Freedom of Information has just become a right to citizens of the UK - but another European country is the real contender for the title of land of the free.
By Lars Bevanger
BBC News in Oslo
The Bishop of Stockholm recently had to pay a fine for neglect of duty. She had broken what is probably the world's oldest freedom of information act, from 1766.
"On assuming my duty as bishop, I sent letters to all the priests asking them to tell me what problems and challenges they were facing, both professionally and privately", Bishop Caroline Krook told the BBC.
"I wanted to get to know them, and it never crossed my mind that someone would want these letters to be public knowledge," she said.
But someone did. And as the office of Bishop is a public one, Swedish law says all correspondence to that office is open for scrutiny to whoever might choose to do so.
In this case it was a journalist. When Bishop Krook refused to hand over the letters, the matter went to court.
Journalists most eager
The Swedish freedom of information act was instituted as one of the country's four fundamental laws, which make up the country's written constitution.
Bishop Krook: Caught out by FOI law
The main purpose of the act is to ensure all actions by the authorities which concern the people, are open to scrutiny.

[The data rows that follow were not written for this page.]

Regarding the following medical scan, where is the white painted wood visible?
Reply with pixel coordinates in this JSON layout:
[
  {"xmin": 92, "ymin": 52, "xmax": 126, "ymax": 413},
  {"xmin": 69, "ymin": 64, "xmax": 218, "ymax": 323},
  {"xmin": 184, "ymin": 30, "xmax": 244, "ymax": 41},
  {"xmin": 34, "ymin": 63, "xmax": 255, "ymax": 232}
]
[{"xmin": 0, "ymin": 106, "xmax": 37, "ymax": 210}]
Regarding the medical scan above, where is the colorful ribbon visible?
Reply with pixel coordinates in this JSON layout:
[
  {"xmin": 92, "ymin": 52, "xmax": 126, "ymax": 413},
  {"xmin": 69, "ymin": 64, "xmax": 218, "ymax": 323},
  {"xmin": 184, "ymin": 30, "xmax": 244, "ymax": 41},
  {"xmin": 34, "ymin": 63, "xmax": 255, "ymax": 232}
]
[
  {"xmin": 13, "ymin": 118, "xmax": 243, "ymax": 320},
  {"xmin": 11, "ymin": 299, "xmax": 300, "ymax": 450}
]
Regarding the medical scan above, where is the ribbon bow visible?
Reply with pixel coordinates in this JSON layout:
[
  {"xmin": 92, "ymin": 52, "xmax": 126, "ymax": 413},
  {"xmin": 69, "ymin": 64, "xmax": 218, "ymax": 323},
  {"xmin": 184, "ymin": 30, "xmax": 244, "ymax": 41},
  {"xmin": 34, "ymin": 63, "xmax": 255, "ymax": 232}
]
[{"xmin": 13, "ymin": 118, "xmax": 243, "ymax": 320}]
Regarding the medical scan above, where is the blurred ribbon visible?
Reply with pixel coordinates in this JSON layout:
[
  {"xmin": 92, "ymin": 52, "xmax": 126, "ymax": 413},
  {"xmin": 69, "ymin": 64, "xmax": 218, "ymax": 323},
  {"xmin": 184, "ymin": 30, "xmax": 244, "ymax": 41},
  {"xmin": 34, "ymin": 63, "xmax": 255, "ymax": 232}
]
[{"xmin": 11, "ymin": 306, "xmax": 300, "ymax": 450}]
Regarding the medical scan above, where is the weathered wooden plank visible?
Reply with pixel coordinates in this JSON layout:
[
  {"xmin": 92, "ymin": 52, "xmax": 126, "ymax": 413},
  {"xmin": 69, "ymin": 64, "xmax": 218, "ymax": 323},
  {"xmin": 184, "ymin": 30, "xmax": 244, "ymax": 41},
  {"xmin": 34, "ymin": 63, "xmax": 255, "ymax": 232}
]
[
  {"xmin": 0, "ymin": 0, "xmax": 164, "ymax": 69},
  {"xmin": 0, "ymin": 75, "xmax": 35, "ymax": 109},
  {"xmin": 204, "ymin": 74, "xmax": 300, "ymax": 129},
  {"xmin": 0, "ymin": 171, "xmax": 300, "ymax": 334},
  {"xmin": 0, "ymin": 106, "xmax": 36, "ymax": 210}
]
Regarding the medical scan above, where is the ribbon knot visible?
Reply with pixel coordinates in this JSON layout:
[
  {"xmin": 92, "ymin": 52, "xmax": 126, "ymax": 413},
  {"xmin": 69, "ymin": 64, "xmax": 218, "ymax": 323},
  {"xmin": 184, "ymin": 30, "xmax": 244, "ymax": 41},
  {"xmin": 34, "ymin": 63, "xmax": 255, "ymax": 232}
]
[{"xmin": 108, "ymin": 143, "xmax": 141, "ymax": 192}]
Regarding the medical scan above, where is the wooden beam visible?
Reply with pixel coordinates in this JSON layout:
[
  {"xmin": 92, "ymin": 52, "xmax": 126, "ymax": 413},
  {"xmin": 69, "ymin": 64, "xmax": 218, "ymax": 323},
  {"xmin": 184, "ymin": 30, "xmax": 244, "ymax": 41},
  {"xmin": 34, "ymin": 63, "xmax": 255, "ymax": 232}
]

Journalists are the most eager to make use of the law.
One who has made this his main business, is Bjorn Hygstedt, head of investigative journalism at the Svenska Dagbladet.
"We decided to look into what the top brass at Stockholm's local transport authority were up to", Mr Hygstedt said.
"We simply requested to look at receipts from their business travels, and could immediately tell they were up to no good.
"Not only were they travelling business class. They were staying in five star hotels in the Alps, doing a total of five hours' work over five days, spending huge amounts of public money on food, drink and their wives."
As a result of the newspaper's revelations, the head of Stockholm Transport was sacked and charged with fraud.
Bjorn Hygstedt won Sweden's most prestigious journalism award.
Under Swedish law, anyone can demand access to this kind of information. And there are people apart from journalists who exercise their right to know.
Kjell Svanstrom is head of staff at Sweden's parliamentary ombudsman.
"Most people here are aware of their rights. Apart from journalists, there are many interest groups who make use of the freedom of information act.
"For environmentalist groups for instance, it is of great importance to have as much information as possible about what the authorities are planning to do to an area under development, if they plan to fight that development," Mr Svanstrom told News Online.
When individuals feel the authorities aren't living up to their obligation to share information, it is Mr Svanstrom's office which deals with the complaint.
"The authorities and civil servants are in breach of the law if they fail to act swiftly upon a request", explained Kjell Svanstrom.
"That means getting the information out within a few days, unless it is information which is very difficult to access for some reason.
"The authorities have no right to ask who wants information or for what purpose. We sometimes see breaches of that rule, as well as delaying tactics to slow the release of information."
And in those cases, the law does have teeth, as everyone could see in Bishop Krook's case.
She refused to hand over the letters she had received from priests around the country, and even destroyed some of the letters.
The court ordered Bishop Krook to pay £1,200 for her sins.